Again, for the environmentally friendly industries, these vehicles would roll off the assembly lines obsolete. Any investors therefore getting into these businesses should be thinking like Musk. And like Musk, Uganda is a billion-dollar industry, that, if the resources were well-managed, without stealing and laundering it to foreign countries would be enough for the future technologies. Besides, the country has all the other minerals one can think of!
Talk has gone round and round that Uganda has a huge young population – and so it has – capable of being harnessed into productive activities. Whenever this is mentioned, the talk immediately veers off to having this huge task force go into agriculture. True, this may provide environmentally sensitive food products, but where does it put the industrialization aspect of the country?
Put it this way, this country needs major overhauls of certain aspects of its systems.
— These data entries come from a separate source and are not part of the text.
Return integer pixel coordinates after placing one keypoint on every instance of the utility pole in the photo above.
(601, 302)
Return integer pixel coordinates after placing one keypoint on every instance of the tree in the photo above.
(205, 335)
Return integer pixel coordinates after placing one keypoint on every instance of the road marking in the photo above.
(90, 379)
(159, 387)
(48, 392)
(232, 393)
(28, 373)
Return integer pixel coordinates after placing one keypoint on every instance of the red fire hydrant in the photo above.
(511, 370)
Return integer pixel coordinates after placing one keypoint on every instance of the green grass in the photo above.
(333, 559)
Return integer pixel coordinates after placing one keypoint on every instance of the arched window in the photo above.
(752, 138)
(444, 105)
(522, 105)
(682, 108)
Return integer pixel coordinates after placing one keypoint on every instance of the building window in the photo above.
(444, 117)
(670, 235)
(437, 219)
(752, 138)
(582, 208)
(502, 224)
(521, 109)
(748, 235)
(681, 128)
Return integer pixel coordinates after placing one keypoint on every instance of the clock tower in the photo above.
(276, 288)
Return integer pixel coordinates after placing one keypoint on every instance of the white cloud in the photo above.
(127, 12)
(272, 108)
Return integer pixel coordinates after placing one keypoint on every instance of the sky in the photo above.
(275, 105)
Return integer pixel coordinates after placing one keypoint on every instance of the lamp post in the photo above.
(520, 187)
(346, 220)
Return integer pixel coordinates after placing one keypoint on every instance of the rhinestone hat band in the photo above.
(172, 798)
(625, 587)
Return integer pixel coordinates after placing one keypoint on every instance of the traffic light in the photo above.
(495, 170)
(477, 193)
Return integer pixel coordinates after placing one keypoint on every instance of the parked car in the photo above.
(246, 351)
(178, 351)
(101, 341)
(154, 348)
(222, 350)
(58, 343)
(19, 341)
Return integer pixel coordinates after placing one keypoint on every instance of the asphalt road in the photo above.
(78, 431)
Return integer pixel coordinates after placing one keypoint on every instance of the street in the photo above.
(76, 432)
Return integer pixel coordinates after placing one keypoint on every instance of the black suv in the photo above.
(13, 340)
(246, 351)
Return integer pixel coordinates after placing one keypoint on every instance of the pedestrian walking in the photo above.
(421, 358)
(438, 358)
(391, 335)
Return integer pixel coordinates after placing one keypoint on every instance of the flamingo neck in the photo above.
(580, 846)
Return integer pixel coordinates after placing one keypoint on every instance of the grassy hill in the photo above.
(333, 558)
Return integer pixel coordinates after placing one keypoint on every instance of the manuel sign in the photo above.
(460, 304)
Talk is of the National Planning Authority (NPA) getting Uganda developed by 2040. Yet now, there is no indication that there appears to be the right people and priorities put in place.
One would think of relevant scientific and other technological training for the myriads of the youth. This way, we would be getting rid of the stultified brains of persons whose only pre-occupation is infamy. There is so far nothing from NPA that we are on this path. It may mean that the country has neither gained any knowledge, nor experience from the past 35 years.